At the end of 2020, although it was a difficult year full of terrible news—including loss of friends and family members, financial struggles and coping with the new normal—I considered writing an article in a positive tone, titled “Let’s learn from 2020.” Initially, it was a Letter to the Editor, but it was eventually made into a proper op-ed.
I have come to the conclusion now that writing an op-ed is easier than what I initially thought. Your brain is full of thoughts and opinions, and you probably express your opinions verbally every day. Imagine that you are hanging out with your friends on a weekend day. You may talk about a range of topics, from local happenings to international controversies. In that setting, perhaps each person will casually voice their thoughts and opinions. But because these conversations are not recorded, no one’s opinion will be known publicly.
Writing an opinion piece involves putting your thoughts in writing, with a small difference being that writing has a more professional tone than simply speaking. As you write, you can bolster your argument by adding some resources to your piece such as famous quotes or published statistics. You need to be passionate about the topic you’re writing about if you want the readers to think you have a strong opinion about that topic.
If you decide you want to write an op-ed piece for The Observer at some point, the opinion editor will inform you about the basics, logistics and expectations. When The Observer’s Editorial Board receives your article, they will make some edits to improve your article, but they will never challenge your opinion. This is because when your article is published, it is written under your name only.
I have written 20 articles for The Observer. Each time I was asked to send my article’s pitch to the opinion editor, it was always approved.

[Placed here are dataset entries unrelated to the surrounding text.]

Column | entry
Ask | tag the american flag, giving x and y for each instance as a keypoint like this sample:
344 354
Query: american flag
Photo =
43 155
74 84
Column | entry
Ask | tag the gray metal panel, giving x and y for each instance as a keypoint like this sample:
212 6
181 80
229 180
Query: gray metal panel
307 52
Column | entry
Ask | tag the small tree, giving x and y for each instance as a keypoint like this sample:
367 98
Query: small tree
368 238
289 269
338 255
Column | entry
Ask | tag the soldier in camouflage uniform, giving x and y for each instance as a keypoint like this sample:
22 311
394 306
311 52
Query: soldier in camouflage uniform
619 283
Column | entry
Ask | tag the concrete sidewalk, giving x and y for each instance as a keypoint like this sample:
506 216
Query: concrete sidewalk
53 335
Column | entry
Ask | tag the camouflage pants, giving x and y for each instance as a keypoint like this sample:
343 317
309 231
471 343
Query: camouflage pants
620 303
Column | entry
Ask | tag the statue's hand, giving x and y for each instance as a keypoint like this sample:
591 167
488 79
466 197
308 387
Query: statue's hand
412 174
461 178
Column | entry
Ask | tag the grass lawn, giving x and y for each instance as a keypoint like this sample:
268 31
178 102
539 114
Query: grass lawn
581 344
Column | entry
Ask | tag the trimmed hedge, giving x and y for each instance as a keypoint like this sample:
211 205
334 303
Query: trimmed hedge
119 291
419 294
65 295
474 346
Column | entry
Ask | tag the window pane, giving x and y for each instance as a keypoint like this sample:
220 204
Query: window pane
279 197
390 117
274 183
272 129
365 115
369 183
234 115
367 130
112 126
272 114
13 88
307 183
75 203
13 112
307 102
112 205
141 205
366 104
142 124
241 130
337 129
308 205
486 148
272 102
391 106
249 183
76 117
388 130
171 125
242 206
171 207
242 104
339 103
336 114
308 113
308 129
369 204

I would like to thank The Observer’s staff for their efforts in making The Observer a success. Perhaps not many people know they spend many hours each Wednesday night producing the newspaper, with tasks including content gathering, pre-press and press processes. Some staff need to stay up until past 3 a.m. to finish their work.
I’m positive in the future we will see a lot of good writers and reporters continue to join The Observer. The future staff will likely look for improvements. If I were asked for my suggestion, I would say The Observer should consider hiring a cartoon artist in the future. I’m sure CWRU has some students who can potentially be cartoonists and are able to contribute on a weekly basis.
Finally, I would like to give my special thanks to Jordan Reif—Opinion Editor for the year 2020-2021—for giving me the opportunity to become a staff writer after she read my first Letter to the Editor. She was always helpful when I had any questions or concerns. I wish her the best in her future endeavors.
Writing opinion pieces has been a rewarding experience that I’m sure I will cherish for many years to come.